Two Experiments for Automatic Scoring of Handwritten Descriptive Answers

Masaki Nakagawa, Hung Tuan Nguyen, Thanh-Nghia Truong, Nam Tuan Ly, Cuong Tuan Nguyen, Haruki Oka, Tsunenori Ishioka, Tomo Asakura, Hiroshi Miyazawa, Takahiro Yamamoto, Toshihiko Horie, Fumiko Yasuno

Published: 01 Jan 2024, Last Modified: 05 Mar 2025DAS 2024EveryoneRevisionsBibTeXCC BY-SA 4.0

Abstract: This paper presents our motivation, design and two experiments for automatic scoring of handwritten descriptive answers. The first experiment is on scoring of handwritten short descriptive answers in Japanese language exams. We used a deep neural network (DNN)-based handwriting recognizer and a transformer-based automatic scorer without correcting misrecognized characters or adding rubric annotations for scoring. We achieved acceptable agreement between the automatic scoring and the human scoring, while using only 1.7% of the human-scored answers for training. The second experiment is to score descriptive answers written on electronic paper for Japanese, English, and math drills. We used DNN-based online and offline handwriting recognizers for each subject and took simple perfect matching of recognized candidates with correct answers.
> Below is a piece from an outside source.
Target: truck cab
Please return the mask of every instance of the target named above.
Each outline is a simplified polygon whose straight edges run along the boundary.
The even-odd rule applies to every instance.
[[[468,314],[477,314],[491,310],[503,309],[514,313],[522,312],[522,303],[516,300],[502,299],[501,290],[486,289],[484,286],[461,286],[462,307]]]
The experiment shows that the False Negative rate is reduced by combining the online and offline recognizers and the False Positive rate is reduced by rejecting low recognition scores. Even with the current system, human scorers only need to manually score less than 30% of the answers, with false positive (risky) scores of about 2% or less for the three subjects.